Affaires
Sa voiture saisie pour défaut de paiement, un client traduit Salafin en justice
Il avait suspendu le paiement de ses traites pour un désaccord sur certains termes du contrat, qu’il avait fait connaître à l’organisme prêteur.
Le tribunal ne l’a pas suivi dans sa citation directe pour escroquerie au jugement et abus de confiance.

L’affaire qui oppose Salafin à Philippe-Edouard Eymard est un véritable cas d’école. Cet expert financier résidant à Agadir vient d’être débouté en première instance par le tribunal correctionnel de Casablanca auprès duquel il avait déposé une citation directe pour escroquerie au jugement et abus de confiance contre Mohamed Amine Bouabid, Aziz Cherkaoui et Saïd Azelmad, respectivement président du directoire, directeur général et chef du service contentieux de Salafin. La procédure vise également ladite société, qualifiée par le plaignant de civilement responsable.
Tout a démarré en mars 2004, lors d’un financement pour l’achat d’une voiture, contracté par M. Eymard auprès de Salafin sur proposition du garagiste vendeur. Lors de la signature du contrat, le plaignant dit avoir constaté qu’il était qualifié de «locataire» tandis que l’organisme prêteur se considérait comme un «bailleur». Rassuré par l’agent chargé du dossier sur la nature du contrat, il a alors accepté de signer tout en s’abstenant d’écrire au bas de la page la mention consacrée «lu et approuvé, bon pour accord» en attendant «une précision interprétative», fait savoir son mandataire, la société Juris contentieux basée à Agadir. Après des mois d’attente, il menaça de faire la grève des échéances.
La menace fut mise en exécution. Après quelques mois sans recevoir aucun versement, Salafin obtient en référé auprès du tribunal de première instance de Casablanca «une ordonnance présidentielle de récupération du véhicule», indique le conseil de M. Eymard. Ce dernier conteste évidemment ce jugement, souligne qu’il «a été volontairement convoqué à une adresse qui n’était plus la sienne» et déplore le fait qu’il n’a pas été mis en demeure.
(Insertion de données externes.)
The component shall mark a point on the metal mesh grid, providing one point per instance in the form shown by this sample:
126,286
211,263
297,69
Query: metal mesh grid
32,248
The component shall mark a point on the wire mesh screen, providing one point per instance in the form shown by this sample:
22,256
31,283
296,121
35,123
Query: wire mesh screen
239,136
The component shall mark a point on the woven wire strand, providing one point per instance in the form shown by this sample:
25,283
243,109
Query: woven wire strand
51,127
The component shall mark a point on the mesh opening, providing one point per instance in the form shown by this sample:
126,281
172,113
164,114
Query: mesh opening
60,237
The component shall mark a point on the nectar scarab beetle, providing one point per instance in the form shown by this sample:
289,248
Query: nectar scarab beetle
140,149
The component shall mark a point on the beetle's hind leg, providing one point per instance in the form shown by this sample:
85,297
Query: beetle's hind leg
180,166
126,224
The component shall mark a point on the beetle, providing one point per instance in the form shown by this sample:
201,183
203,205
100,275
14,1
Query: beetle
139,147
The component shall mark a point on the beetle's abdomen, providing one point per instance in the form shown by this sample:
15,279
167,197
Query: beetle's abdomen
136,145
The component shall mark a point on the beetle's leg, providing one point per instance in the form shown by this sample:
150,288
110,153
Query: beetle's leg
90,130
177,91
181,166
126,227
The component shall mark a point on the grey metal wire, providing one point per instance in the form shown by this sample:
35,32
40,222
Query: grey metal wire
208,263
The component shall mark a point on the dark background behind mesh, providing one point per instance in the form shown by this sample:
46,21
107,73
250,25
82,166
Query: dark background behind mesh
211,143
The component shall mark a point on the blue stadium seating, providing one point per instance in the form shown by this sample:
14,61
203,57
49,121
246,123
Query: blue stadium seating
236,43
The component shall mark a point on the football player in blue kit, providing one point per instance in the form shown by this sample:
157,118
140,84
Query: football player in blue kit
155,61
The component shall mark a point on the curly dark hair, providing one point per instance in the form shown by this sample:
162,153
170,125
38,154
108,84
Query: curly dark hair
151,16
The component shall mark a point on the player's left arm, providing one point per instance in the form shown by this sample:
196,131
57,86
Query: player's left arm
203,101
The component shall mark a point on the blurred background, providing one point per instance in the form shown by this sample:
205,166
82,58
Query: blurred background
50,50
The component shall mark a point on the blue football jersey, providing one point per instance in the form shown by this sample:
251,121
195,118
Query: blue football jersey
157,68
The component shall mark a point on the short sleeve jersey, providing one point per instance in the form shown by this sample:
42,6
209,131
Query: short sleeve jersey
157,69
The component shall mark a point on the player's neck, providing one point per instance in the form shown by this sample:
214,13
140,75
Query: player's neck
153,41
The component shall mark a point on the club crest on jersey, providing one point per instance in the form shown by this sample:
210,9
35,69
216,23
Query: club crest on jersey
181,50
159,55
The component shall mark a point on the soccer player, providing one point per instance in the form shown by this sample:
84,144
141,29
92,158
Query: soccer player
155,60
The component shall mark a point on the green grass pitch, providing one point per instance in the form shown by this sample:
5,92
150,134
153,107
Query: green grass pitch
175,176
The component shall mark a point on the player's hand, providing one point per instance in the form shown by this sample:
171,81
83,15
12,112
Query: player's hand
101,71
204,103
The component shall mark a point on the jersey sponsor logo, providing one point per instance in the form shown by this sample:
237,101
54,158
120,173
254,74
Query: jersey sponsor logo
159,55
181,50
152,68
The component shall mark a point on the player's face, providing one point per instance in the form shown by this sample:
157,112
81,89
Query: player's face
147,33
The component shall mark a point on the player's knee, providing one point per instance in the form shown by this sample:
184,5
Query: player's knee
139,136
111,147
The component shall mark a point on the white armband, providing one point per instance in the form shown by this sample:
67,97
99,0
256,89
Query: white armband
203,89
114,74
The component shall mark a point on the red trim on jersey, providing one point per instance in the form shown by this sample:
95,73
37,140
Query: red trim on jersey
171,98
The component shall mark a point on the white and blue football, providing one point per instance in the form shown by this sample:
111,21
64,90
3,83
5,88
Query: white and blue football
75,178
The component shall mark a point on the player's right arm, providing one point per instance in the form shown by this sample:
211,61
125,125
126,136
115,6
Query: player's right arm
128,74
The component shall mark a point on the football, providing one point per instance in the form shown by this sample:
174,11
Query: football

Pour empêcher la saisie définitive du véhicule, divers recours ont été déposés : devant le juge des référés pour la restitution, le juge de fond pour requalifier le contrat, et la cour d’appel en rétraction de l’ordonnance de récupération. Le plaignant estime que les moyens de preuve présentés par Salafin pour obtenir la saisie sont faux.
Il dit avoir également proposé d’éponger les arriérés d’un montant de 95 285 DH et envoyé «une mise en demeure par acte extrajudiciaire pour la restitution de la voiture en contrepartie du paiement des échéances (alors) en cours en plus d’une offre de garantie bancaire». Toutes ces démarches sont restées vaines. Finalement, Salafin a revendu la voiture en avril 2008 à 325 000 DH. C’est d’ailleurs ce montant que le plaignant réclame en guise de dommages et intérêts, en plus de 200 000 DH de frais de justice, soit 525 000 DH.
Le prêteur dit avoir respecté la procédure
Malgré le nouveau camouflet qu’il vient de recevoir, M. Eymard ne veut pas renoncer. Son conseil a interjeté appel dès la connaissance du jugement du 14 juillet relatif à la citation directe. En raison des vacances d’été, le dossier sera en principe mis en instance jusqu’en septembre. Du côté de Salafin, on se montre serein. La direction générale dit n’avoir rien à se reprocher dans cette affaire. Il s’agit d’un dossier classique de client qui fait défaut, explique M.
Cherkaoui, qui assure que toute la procédure a été respectée. Il précise par ailleurs que la société est dotée de tous les organes de contrôle et d’un dispositif interne qui laissent peu de place à des incohérences dans l’appréciation des problèmes du genre de celui qui l’oppose à ce client. S’agissant d’un contrat LOA, en effet, le client ne devient juridiquement propriétaire du véhicule que lorsqu’il en a payé la valeur résiduelle.
Selon un juriste, l’expert financier a peu de chance de remporter le procès dès lors qu’il a bien signé le contrat. Selon cette même source, la «mention lu et approuvé» n’a pas d’importance juridique spéciale. Par déduction, il fait savoir qu’on ne signe pas un document dont on ignore la teneur.
«La démarche la plus appropriée pour l’acheteur était de bien mentionner ses réserves en bonne et due forme, parce que le fond du problème était de s’assurer qu’il s’agissait bien d’un contrat de crédit et d’un non d’un contrat de location», explique-t-il. En l’absence du jugement, c’est-à-dire des arguments sur lesquels s’est fondé le juge pour rejeter la requête, il est difficile d’aller plus loin dans le commentaire.